Gangguan distribusi minyak dunia tersebut langsung mendorong harga energi melonjak tajam.
Harga minyak mentah pada Kamis bahkan menembus US$90 per barel setelah Amerika Serikat melancarkan serangan balasan terhadap Iran sebagai respons atas serangan yang menargetkan pangkalan militer AS di Yordania.
Sementara itu, pertempuran di kawasan Timur Tengah juga terus meluas.
Kementerian Pertahanan Kuwait melaporkan berhasil menembak jatuh sejumlah drone Iran yang mengarah ke fasilitas vital dan instalasi militer negara tersebut. Tidak ada korban jiwa dalam insiden itu.
Di Lebanon, militer Israel melakukan ledakan besar di sekitar kawasan bersejarah Kastel Beaufort. Israel mengklaim operasi tersebut menyasar jaringan terowongan dan infrastruktur milik kelompok Hizbullah.
Ledakan dahsyat itu terdengar hingga berbagai wilayah di Lebanon selatan dan menyelimuti sejumlah kota dengan abu.
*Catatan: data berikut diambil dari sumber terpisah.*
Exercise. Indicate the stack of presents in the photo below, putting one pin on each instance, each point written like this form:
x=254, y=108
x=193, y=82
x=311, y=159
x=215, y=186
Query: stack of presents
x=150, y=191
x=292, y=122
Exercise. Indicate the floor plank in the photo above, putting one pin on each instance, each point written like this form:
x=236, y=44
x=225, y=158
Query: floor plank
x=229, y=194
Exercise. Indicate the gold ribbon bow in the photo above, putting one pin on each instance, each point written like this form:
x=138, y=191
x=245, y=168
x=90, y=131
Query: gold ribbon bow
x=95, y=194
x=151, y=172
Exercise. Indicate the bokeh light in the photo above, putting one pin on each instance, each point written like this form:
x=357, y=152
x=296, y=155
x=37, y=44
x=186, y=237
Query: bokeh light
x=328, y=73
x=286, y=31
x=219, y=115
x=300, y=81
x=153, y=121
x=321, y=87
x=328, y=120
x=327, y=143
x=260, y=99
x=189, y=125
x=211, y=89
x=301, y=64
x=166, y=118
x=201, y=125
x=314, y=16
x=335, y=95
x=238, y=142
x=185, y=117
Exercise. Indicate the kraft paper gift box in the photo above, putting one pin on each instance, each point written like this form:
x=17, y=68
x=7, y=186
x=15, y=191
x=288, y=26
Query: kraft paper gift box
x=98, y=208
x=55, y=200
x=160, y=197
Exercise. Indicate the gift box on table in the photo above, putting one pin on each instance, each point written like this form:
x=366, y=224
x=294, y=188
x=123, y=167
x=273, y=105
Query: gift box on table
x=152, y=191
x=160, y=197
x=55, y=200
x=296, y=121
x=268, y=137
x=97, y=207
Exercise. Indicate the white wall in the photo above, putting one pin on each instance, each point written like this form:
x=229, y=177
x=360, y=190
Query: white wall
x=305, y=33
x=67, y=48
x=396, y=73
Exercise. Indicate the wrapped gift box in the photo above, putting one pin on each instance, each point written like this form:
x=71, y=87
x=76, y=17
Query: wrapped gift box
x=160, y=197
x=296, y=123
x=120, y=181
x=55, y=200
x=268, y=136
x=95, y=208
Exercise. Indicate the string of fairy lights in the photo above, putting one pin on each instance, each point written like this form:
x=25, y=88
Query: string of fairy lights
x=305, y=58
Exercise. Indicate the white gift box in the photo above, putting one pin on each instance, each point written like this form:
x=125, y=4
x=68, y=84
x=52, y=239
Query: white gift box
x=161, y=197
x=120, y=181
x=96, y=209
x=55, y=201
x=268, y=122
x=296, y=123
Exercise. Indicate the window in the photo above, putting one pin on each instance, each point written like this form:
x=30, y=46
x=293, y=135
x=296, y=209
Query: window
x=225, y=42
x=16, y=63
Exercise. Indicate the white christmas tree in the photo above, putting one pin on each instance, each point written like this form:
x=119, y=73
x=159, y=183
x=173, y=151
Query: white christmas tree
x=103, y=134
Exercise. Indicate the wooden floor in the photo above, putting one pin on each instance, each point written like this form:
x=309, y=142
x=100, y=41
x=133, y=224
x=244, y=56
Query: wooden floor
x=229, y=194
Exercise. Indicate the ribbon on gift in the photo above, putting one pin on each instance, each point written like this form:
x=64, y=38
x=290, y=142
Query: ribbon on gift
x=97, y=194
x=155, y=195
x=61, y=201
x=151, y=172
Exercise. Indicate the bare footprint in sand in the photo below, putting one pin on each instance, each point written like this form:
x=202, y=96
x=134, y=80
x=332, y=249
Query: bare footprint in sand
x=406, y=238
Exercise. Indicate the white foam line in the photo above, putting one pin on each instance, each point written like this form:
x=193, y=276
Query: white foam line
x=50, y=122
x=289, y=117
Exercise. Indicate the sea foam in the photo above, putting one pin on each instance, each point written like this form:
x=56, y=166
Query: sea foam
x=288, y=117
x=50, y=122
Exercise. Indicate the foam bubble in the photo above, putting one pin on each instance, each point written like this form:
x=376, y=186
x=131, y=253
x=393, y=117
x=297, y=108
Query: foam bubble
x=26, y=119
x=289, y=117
Foto-foto dari lokasi menunjukkan area sekitar rata dengan tanah akibat kekuatan ledakan.
Pemerintah Lebanon menuduh Israel melanggar kesepakatan gencatan senjata, sedangkan militer Israel berdalih tindakan tersebut diperlukan untuk menjaga keamanan wilayah utara negaranya.
Di Washington, Presiden Donald Trump menghadapi tekanan yang semakin besar.
Upaya membuka kembali Selat Hormuz melalui kekuatan militer dinilai belum membuahkan hasil, sementara perang yang semula diperkirakan hanya berlangsung beberapa pekan kini telah memasuki bulan kelima.
Lonjakan harga bahan bakar dan kebutuhan pokok akibat terganggunya pasokan energi dunia juga mulai memengaruhi kondisi ekonomi Amerika Serikat.
Pada Jumat, Trump mengumpulkan seluruh anggota kabinet di kawasan peristirahatan presiden Camp David, Maryland, guna menentukan langkah berikutnya dalam konflik tersebut.
Juru Bicara Gedung Putih Karoline Leavitt sebelumnya mengatakan pertemuan kabinet itu akan difokuskan pada berbagai isu strategis, termasuk perkembangan perang dengan Iran.
Namun, dukungan publik terhadap perang terus menurun.
Survei Reuters/Ipsos yang dirilis pekan ini menunjukkan hanya sekitar sepertiga warga Amerika yang masih mendukung operasi militer tersebut. Angka itu menjadi tingkat dukungan terendah sejak konflik dimulai.
Penolakan juga mulai terlihat di Kongres.
Senat Amerika Serikat gagal meloloskan resolusi simbolis yang mendesak penghentian perang setelah pemungutan suara berakhir tipis, yakni 49 berbanding 50.
Di sisi lain, perusahaan-perusahaan energi justru menikmati keuntungan besar dari lonjakan harga minyak.
ExxonMobil dilaporkan mencatat laba dua kali lipat dibanding periode yang sama tahun lalu, sementara Chevron membukukan keuntungan lebih dari lima kali lipat.
Kondisi tersebut diperkirakan akan menjadi salah satu isu utama dalam kampanye menjelang pemilu paruh waktu Amerika Serikat. Kenaikan inflasi akibat perang dinilai memberi amunisi politik bagi Partai Demokrat untuk merebut kembali kendali DPR dari Partai Republik.